Skinflint, Crane Lane, Dublin 2

As I was walking across Temple Bar with my camera, I happened to take a turn towards Dame Street from Essex Street. The alley I had chosen was in a remarkable contrast with the slick Temple Bar design shops, pubs and cafés around. I saw graffiti, piles of un-collected bin bags, and rumbling down, partly blackened walls. Against one doorframe, a chef was inhaling long puffs from his cigarette. I felt like being transferred into one of those dodgy alleyways in American police dramas and decided to memorise the street name for later research: Crane Lane, Crane, as in Frasier Crane.


But little did I know that at the same moment across Dublin, my lovely spouse was in the process of choosing Crane Lane’s restaurant as the location for a surprise Friday night outing.

The restaurant is Skinflint, where the main attraction is pizza, although the word pizzeria doesn’t describe Skinflint. The tables are old and white wooden doors covered with glass and the bar stools around them are high. On the walls, you see a collection of mis-matching pictures, and the lamps don’t have shades.

The menu has two sections: ‘pizza’ and ‘all the rest that is not pizza.’ As a starter, you can get little things to munch, but it is clear that it is pizza that sells in Skinflint. From the starters, even the tapenade and hummus are served with pizza base, and one portion would surely be enough for two before moving on to the mains.


The pizzas are ready sliced and are served on wooden and narrow boards. The massive rolls of paper on each table indicate that you are supposed to use your fingers to eat the juicy pieces of pizza. You also find some honey on each table and I strongly suggest you to give it a go: the Firebee honey is one of Skinflint’s specialities. My favourite pizza with roasted garlic confit and spinach is very garlicky – exactly as it should be – and the honey softens the taste perfectly. The pizza crust is very thin and, as it should be, crusty.
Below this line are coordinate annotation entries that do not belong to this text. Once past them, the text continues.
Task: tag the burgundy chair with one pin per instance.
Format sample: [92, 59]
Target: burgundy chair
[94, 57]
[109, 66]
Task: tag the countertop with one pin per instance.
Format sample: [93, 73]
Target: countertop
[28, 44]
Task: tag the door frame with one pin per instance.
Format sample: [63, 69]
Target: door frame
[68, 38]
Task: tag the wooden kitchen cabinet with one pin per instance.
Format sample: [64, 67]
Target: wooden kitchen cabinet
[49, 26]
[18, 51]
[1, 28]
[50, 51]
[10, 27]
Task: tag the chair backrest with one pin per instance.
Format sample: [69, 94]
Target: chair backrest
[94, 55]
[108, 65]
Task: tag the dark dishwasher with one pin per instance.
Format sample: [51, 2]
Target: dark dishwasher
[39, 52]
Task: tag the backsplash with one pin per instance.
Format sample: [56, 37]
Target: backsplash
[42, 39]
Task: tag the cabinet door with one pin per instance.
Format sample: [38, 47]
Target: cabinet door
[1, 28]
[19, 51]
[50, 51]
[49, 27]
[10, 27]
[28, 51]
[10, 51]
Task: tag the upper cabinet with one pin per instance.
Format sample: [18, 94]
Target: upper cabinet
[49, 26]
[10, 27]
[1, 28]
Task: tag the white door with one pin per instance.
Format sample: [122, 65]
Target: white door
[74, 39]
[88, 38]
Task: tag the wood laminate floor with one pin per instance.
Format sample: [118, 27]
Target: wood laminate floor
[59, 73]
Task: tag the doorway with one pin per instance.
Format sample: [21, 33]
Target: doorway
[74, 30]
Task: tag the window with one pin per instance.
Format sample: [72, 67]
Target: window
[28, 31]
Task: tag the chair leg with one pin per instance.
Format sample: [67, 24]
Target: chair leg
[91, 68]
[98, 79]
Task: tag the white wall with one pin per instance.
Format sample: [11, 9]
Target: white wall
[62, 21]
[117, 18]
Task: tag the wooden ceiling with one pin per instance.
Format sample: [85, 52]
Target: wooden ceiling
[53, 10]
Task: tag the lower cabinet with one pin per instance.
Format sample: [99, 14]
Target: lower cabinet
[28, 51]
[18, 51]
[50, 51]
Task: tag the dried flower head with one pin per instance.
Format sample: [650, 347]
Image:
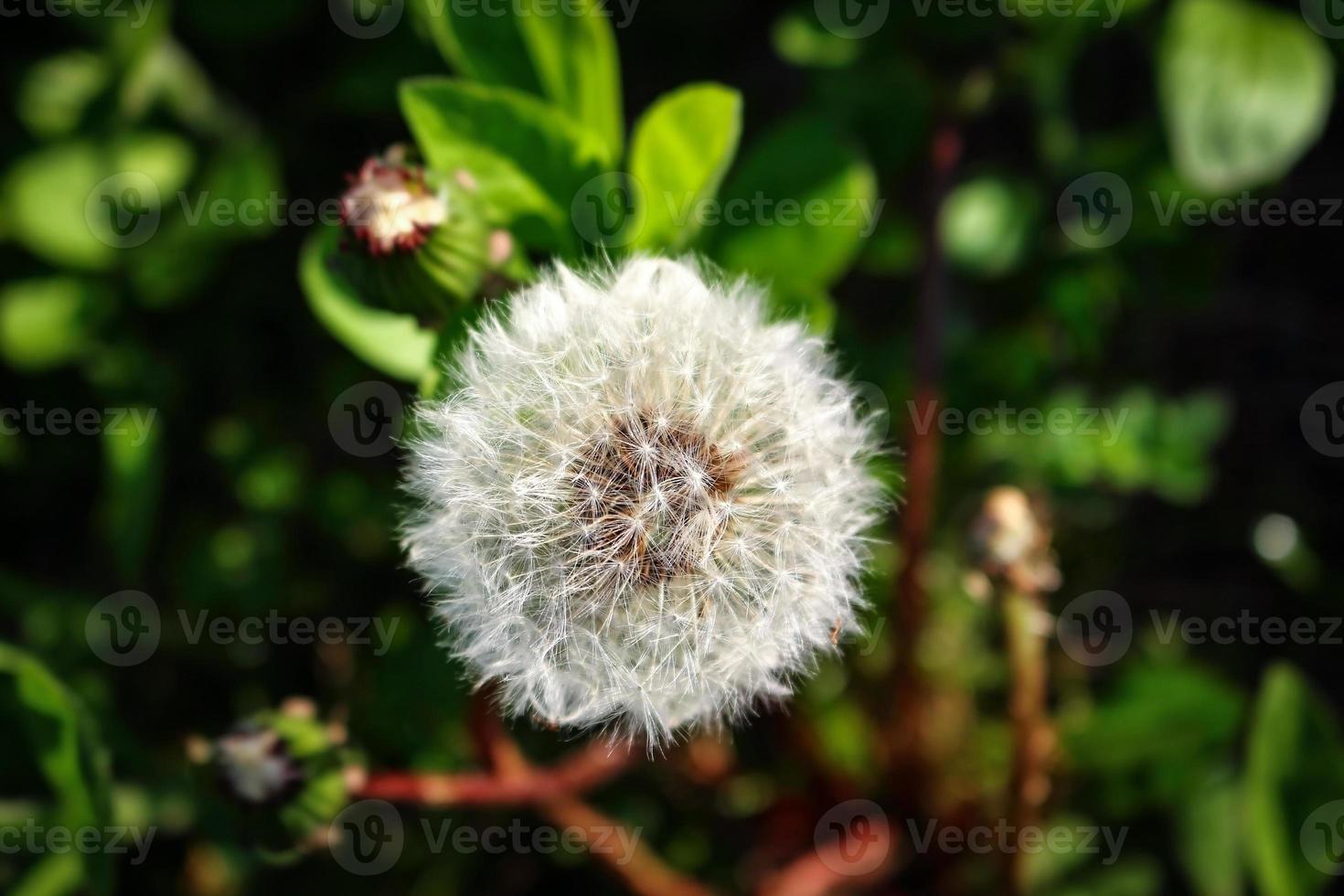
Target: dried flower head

You will search Coke, Sprite or any other soft drinks in vain from the menu. Instead, Skinflint offers a big glass of perfectly sour lemonade. The house wine is also a good option, for 9 euros you get 2 glasses, or for 11 euros a small carafe. The red wine is full-bodied and spicy and goes nicely with the pizzas. There are also beers on offer, and for a thirstier lot I suggest a can of Heineken to wash down the pizza. But if you are fussy with your beers, visit Dublin’s first pub brewery Porterhouse just around the corner for a dessert beverage.

The atmosphere in Skinflint is casual, and although the music choice seems to be from a soundtrack for a gangsta rapper biopic, the clientele includes families, couples and groups of friends from varying ages – although, this is not a place where I’d take my grandmother.

Skinflint is really worth its name: a dinner with one starter and two pizzas, carafe of wine and a lemonade cost 35€ in total. Highly recommended for all you skinflints out there!